Yet only a few diagnostic support systems are on the market and installations are “minuscule,” said Jason Maude, cofounder of Isabel Healthcare, who developed one such system after his daughter nearly died from an infection similar to Copeland's in 1999.
Among the provider organizations that do make the systems available, “getting the staff to use them is the biggest challenge they face,” said Coray Tate, vice president of clinical research for KLAS Enterprises, a health IT product research firm in Orem, Utah. But once they do, “those that are using them think they are awesome,” Tate said.
The federal government, meanwhile, has paid hospitals, physicians and other providers more than $5 billion in incentives to adopt “certified” electronic health-record systems. And while the feds—including Congress—required EHRs to have e-prescribing functionality as a condition of certification, they didn't mandate diagnostic support tools in the Stage 1 meaningful-use criteria, won't require them in Stage 2 and probably won't even in Stage 3, which could take the program to 2018.
“It's a little too far out there,” said Dr. Paul Tang, vice president, chief information and technology officer at the Palo Alto (Calif.) Medical Foundation. Tang is vice chairman of the Health Information Technology Policy Committee, which advises the feds on the EHR incentive program. Diagnostic support technology has not been pilot tested sufficiently to ensure its efficacy, he said.
Broad acceptance of diagnosis support is at least five to eight years off, said Dr. Lee Jacobs of Atlanta, who worked on the rollout of the Kaiser Permanente EHR and continues as an IT consultant there.
Jacobs described the Kaiser EHR, based on software by Epic Systems, as “a powerful tool,” but it's such a “gigantic monster” of a task to collect and present the data at hand, “to go to the next level and do more thinking through the EMR, that's too big,” at least for now.
Healthcare visionaries “can make a business case for an accurate diagnosis, and I think the Kaisers will go down that road,” he said. “But even the good groups are still in the pioneering stage of bringing these things together.”
Developers and true believers in the technology, however, see shame in not having widespread adoption already.
Count among them Dr. Lawrence Weed, 88, whose problem-knowledge couplers, a diagnosis and care management tool introduced in 1984, are an extension of his
earlier work on problem-oriented medical records. Weed founded PKC, which markets couplers as diagnosis support tools. He left the firm in 2006.
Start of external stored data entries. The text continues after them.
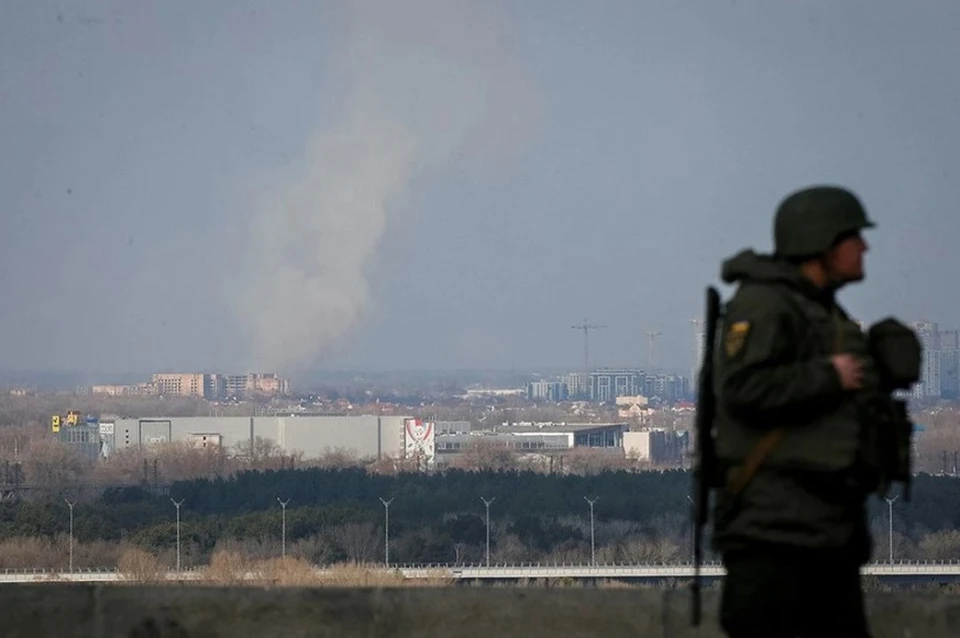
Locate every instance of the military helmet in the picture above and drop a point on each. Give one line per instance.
(809, 221)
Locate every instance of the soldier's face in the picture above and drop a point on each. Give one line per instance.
(844, 261)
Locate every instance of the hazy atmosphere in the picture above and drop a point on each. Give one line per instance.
(446, 184)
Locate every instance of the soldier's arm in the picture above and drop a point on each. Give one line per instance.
(758, 371)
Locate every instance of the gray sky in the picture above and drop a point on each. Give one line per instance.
(234, 185)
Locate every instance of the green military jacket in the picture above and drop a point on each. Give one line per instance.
(773, 371)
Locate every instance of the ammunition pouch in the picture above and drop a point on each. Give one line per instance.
(897, 352)
(886, 442)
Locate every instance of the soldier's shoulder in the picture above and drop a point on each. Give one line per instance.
(761, 296)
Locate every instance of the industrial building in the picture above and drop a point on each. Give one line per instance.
(456, 437)
(372, 437)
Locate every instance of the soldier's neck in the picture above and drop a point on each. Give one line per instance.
(814, 272)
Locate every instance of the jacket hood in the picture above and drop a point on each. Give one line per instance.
(750, 266)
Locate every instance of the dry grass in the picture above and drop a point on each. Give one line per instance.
(139, 566)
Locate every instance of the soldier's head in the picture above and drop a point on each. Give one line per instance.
(819, 227)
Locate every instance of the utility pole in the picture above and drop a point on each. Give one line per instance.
(697, 350)
(386, 531)
(177, 505)
(586, 328)
(283, 527)
(593, 552)
(487, 504)
(652, 345)
(890, 502)
(70, 505)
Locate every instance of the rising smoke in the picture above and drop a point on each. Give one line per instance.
(429, 80)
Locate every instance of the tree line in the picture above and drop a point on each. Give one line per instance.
(336, 514)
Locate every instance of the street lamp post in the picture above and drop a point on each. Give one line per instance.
(386, 531)
(177, 505)
(283, 527)
(890, 502)
(70, 505)
(487, 504)
(593, 553)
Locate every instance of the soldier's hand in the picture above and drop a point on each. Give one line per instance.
(850, 370)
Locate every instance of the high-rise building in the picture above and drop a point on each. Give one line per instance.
(929, 335)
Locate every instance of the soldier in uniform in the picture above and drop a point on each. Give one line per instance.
(790, 367)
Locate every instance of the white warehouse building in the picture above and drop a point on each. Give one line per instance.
(365, 436)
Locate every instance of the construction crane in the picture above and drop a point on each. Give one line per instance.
(586, 328)
(652, 345)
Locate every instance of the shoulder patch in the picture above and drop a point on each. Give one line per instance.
(735, 338)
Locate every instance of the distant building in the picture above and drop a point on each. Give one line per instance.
(606, 384)
(535, 438)
(221, 386)
(657, 445)
(547, 391)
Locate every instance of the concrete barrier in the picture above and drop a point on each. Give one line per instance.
(117, 611)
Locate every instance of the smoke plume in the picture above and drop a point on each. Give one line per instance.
(428, 80)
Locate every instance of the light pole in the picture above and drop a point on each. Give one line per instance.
(386, 531)
(70, 505)
(593, 553)
(177, 505)
(487, 504)
(283, 527)
(890, 502)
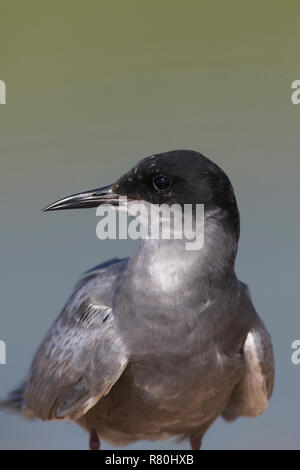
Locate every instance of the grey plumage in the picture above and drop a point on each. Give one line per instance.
(161, 344)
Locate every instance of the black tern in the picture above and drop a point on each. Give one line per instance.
(162, 344)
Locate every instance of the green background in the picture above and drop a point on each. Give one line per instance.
(93, 86)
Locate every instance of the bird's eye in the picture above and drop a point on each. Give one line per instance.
(162, 183)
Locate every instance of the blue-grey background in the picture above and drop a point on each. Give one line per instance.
(93, 86)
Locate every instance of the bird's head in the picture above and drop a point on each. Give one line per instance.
(175, 177)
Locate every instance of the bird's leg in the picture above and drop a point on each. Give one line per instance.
(196, 442)
(94, 440)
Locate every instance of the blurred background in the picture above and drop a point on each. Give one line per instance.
(92, 87)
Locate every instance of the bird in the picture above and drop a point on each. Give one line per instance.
(161, 344)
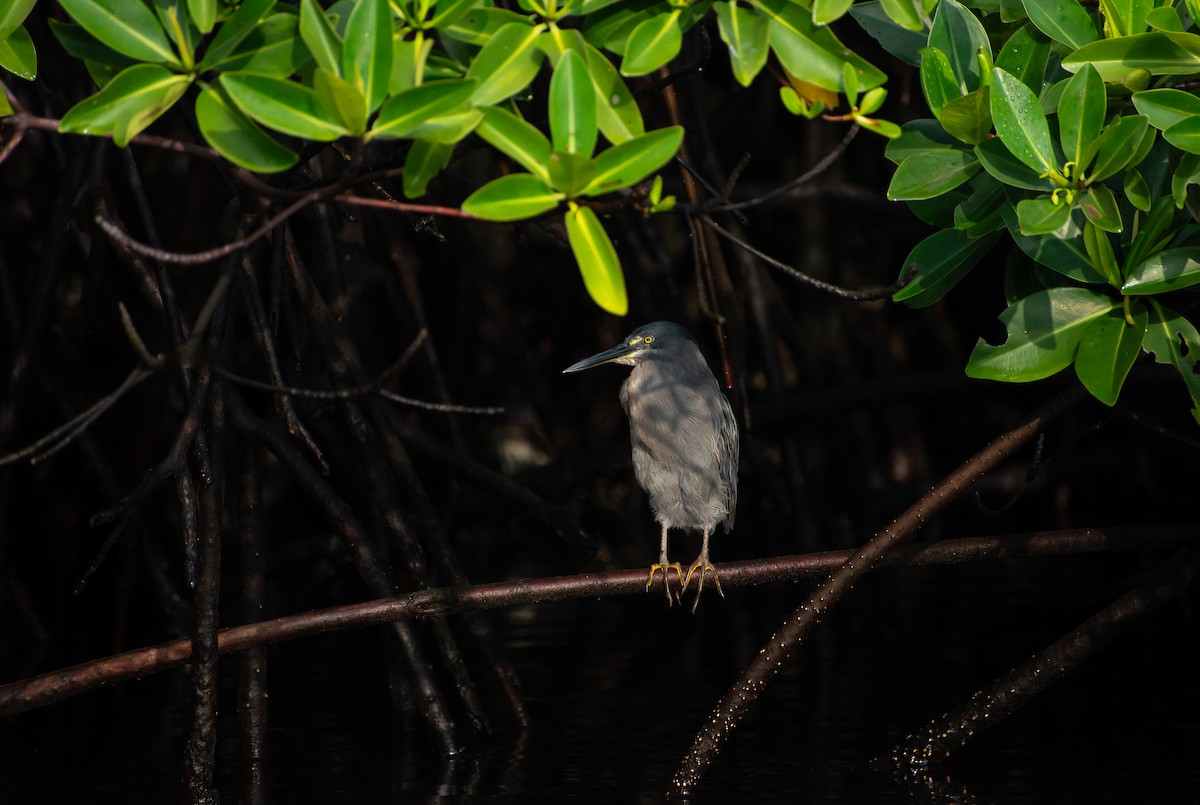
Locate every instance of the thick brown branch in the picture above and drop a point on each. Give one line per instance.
(54, 686)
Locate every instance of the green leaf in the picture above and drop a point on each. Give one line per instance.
(1063, 251)
(1107, 352)
(1042, 216)
(598, 259)
(283, 106)
(18, 56)
(403, 112)
(1162, 54)
(1020, 122)
(653, 43)
(507, 64)
(516, 138)
(1081, 112)
(634, 161)
(1117, 146)
(1062, 20)
(1000, 162)
(1101, 206)
(1044, 330)
(127, 104)
(1167, 107)
(1025, 56)
(744, 34)
(233, 30)
(127, 26)
(237, 137)
(931, 173)
(573, 107)
(511, 198)
(425, 160)
(12, 16)
(960, 36)
(319, 37)
(366, 50)
(937, 80)
(811, 53)
(1173, 340)
(1185, 134)
(827, 11)
(942, 260)
(341, 98)
(203, 13)
(1168, 270)
(969, 118)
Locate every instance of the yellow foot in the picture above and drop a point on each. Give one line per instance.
(705, 569)
(666, 577)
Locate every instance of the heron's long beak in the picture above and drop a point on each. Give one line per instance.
(607, 356)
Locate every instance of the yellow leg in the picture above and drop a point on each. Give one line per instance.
(705, 568)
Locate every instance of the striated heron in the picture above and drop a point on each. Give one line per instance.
(684, 439)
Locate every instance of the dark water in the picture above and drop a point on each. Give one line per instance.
(617, 689)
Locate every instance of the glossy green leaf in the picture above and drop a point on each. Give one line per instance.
(516, 138)
(405, 112)
(1042, 216)
(960, 36)
(1167, 107)
(1062, 20)
(127, 104)
(1162, 54)
(237, 137)
(1025, 56)
(904, 13)
(1185, 134)
(1126, 17)
(1117, 146)
(898, 40)
(617, 113)
(425, 160)
(319, 37)
(969, 118)
(937, 80)
(827, 11)
(203, 13)
(1173, 340)
(1063, 251)
(813, 53)
(598, 259)
(127, 26)
(12, 16)
(931, 173)
(341, 98)
(634, 161)
(1107, 352)
(744, 32)
(239, 25)
(18, 56)
(1081, 112)
(573, 107)
(273, 47)
(1101, 206)
(507, 64)
(653, 43)
(1044, 330)
(513, 198)
(283, 106)
(366, 50)
(942, 260)
(1020, 122)
(1168, 270)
“People have been saying to me since the 1960s, you're ahead of your time,” Weed said. “I say, my God, you want me to live to 160? How long are you going to take?”
According to Weed, physicians' minds no longer are capable of memorizing and recalling all the medical knowledge in a fast expanding universe of new clinical information and matching that to patients' needs. Physicians and medical education establishments are unwilling to acknowledge this reality, he said. “It's easy to see why you're having so much trouble getting over it. You've invested half a million dollars in your education, you're full of prestige,” Weed said.
Medical schools, Weed said, need to recruit students not based on their ability to memorize and regurgitate facts, which will reside in the computer systems, but on hands-on and interpersonal skills, and train them to be competent in discrete skills and procedures. But that, too, is threatening to the status quo, he said.
Thirteen years ago, Maude's daughter Isabel, then age 3, nearly died after a delayed diagnosis of necrotizing fasciitis, further exacerbated by toxic shock syndrome, both complications of chicken pox.
“Healthcare doesn't seem to regard diagnosis as important,” Maude said. “The fact that we have these cases that are absolutely tragic, the case of Aimee Copeland, they're happening all the time, even though the solutions are readily available and cheap and effective.”
Maude said he's confident his system, named for his daughter—had it been available and used by Copeland's physicians—would have red-flagged them about necrotizing fasciitis. “All they had to put in was leg cut and intense pain,” he said. “Necrotizing fasciitis comes up as the No. 1 suggestion.”
About 70 physicians at 118-bed Children's Hospital & Medical Center, Omaha, Neb., have been using the Web-based Isabel system for about three months. Though not fully integrated, a link to the tool is embedded in the hospitals' ambulatory EHR, where “it's literally a right click off the problem list,” said Dr. George Reynolds, the hospital's chief medical information officer. Isabel is also available to clinicians with iPhones, iPads and Android mobile devices, he said.
“Can I verify Jason Maude's statement, had the docs had a tool like this available, they would have used it and made things better, I can't say,” Reynolds said. “You can't guarantee it's going to change behavior every time, but I have evidence that we do change behavior with our CDS tools.”
Front office workers in a group practice in Bangor, Maine, use a “triage coupler” to direct patients who call in or arrive with a new problem, said Dr. Charles Burger, a family practitioner there.
The triage system “helps our front staff take patient complaints and sort them as to what needs to be done, how soon they need to be seen, or should they go to the emergency room or do they need lab work to be done before they come in,” he said.